On 01.12.2010 15:39, Bruce Momjian wrote:
> Heikki Linnakangas wrote:
>> On 01.12.2010 03:35, Bruce Momjian wrote:
>>> Heikki Linnakangas wrote:
>>>> Let's recap what happens when a VM bit is set: You set the
>>>> PD_ALL_VISIBLE flag on the heap page (assuming it's not set already, it
>>>> usually isn't), and then set the bit in the VM while keeping the heap
>>>> page locked.
>>>
>>> What if we set PD_ALL_VISIBLE on the heap page, wait for a checkpoint to
>>> happen so the heap page is guaranteed to be on disk, then on next read,
>>> if PD_ALL_VISIBLE is set and the VM all-visible bit is not set, set the
>>> VM bit.
>>
>> Hmm, you'd somehow have to know if a checkpoint has happened since the
>> flag was set. And it might be a long wait, which makes it less
>
> Well, doesn't the page LSN tell you that already?
If we update the LSN when we set the flag, then we have to write the
full-page-image. That's very expensive. If we don't update the LSN, then
the LSN says nothing about when the flag was set.

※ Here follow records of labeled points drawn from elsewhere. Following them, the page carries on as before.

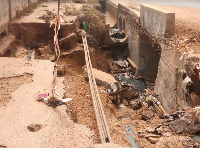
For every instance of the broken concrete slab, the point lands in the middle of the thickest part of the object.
(70, 41)
(44, 50)
(6, 43)
(102, 78)
(156, 21)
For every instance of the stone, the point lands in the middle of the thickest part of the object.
(34, 127)
(147, 115)
(134, 104)
(101, 77)
(61, 69)
(125, 102)
(44, 50)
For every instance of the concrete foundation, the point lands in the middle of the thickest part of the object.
(8, 11)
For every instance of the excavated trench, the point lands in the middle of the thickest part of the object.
(38, 38)
(32, 39)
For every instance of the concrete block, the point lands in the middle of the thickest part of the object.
(6, 43)
(157, 22)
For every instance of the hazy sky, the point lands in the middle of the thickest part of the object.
(182, 3)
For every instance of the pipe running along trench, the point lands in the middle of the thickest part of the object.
(100, 116)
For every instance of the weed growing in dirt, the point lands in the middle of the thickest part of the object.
(71, 10)
(92, 1)
(27, 10)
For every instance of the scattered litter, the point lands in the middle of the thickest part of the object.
(125, 118)
(117, 34)
(49, 16)
(132, 141)
(128, 129)
(34, 127)
(52, 101)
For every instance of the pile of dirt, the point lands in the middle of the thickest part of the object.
(95, 21)
(10, 84)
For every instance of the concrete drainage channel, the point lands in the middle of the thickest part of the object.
(134, 114)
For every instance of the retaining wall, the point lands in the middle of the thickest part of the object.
(8, 9)
(112, 9)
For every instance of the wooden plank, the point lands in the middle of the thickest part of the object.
(131, 62)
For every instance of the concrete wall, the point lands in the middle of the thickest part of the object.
(164, 64)
(112, 9)
(156, 21)
(4, 15)
(8, 9)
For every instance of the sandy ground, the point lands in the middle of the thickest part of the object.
(51, 6)
(23, 109)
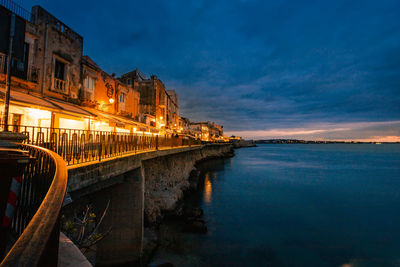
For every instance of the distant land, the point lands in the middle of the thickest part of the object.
(296, 141)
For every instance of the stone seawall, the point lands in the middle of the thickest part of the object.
(166, 178)
(139, 188)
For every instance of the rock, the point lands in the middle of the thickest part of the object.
(194, 179)
(192, 212)
(150, 242)
(160, 263)
(196, 226)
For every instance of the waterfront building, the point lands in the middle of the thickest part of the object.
(45, 70)
(208, 131)
(152, 97)
(172, 110)
(54, 86)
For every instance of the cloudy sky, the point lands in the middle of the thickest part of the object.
(263, 69)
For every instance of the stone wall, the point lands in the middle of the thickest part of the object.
(140, 187)
(167, 177)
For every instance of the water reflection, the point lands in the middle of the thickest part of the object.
(207, 188)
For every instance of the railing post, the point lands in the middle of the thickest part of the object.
(156, 142)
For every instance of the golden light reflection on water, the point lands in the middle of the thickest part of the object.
(207, 188)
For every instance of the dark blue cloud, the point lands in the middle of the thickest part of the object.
(253, 65)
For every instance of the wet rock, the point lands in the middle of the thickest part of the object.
(192, 212)
(160, 263)
(194, 179)
(150, 242)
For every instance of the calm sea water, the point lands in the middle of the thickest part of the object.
(295, 205)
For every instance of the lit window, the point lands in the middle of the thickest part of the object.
(122, 98)
(89, 84)
(59, 70)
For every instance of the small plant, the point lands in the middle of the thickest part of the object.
(83, 229)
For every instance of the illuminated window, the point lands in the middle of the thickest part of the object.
(122, 98)
(59, 70)
(89, 83)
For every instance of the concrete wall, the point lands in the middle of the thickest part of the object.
(139, 187)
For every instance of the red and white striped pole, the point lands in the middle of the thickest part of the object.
(12, 200)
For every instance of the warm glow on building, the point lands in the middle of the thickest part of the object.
(207, 188)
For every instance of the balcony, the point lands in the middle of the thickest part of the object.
(33, 74)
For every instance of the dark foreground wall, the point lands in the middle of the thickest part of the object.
(139, 187)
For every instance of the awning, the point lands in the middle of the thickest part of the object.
(69, 107)
(30, 100)
(27, 99)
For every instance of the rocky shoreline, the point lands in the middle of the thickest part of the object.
(183, 213)
(243, 143)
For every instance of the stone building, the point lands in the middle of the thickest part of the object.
(172, 110)
(58, 52)
(152, 97)
(207, 131)
(45, 72)
(53, 85)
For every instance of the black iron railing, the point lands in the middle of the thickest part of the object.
(79, 146)
(17, 9)
(35, 223)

>> attractive for index-only scans.
>
> My assumption is that this page will remain read-only for a while, so I
> don't see the big downside in a delay of max 5-10 minutes. For sites
> where pages go frequently in and out of read-only status, I don't think
> index-only scans are every going to be a big win. Long-running queries
> alone are going to delay how quickly we can set PD_ALL_VISIBLE, so I
> don't see an additional 5-10 minutes as a big problem.
Perhaps we could live with it, but it would be annoying to have to
checkpoint after a data load, before index-only scans kick in.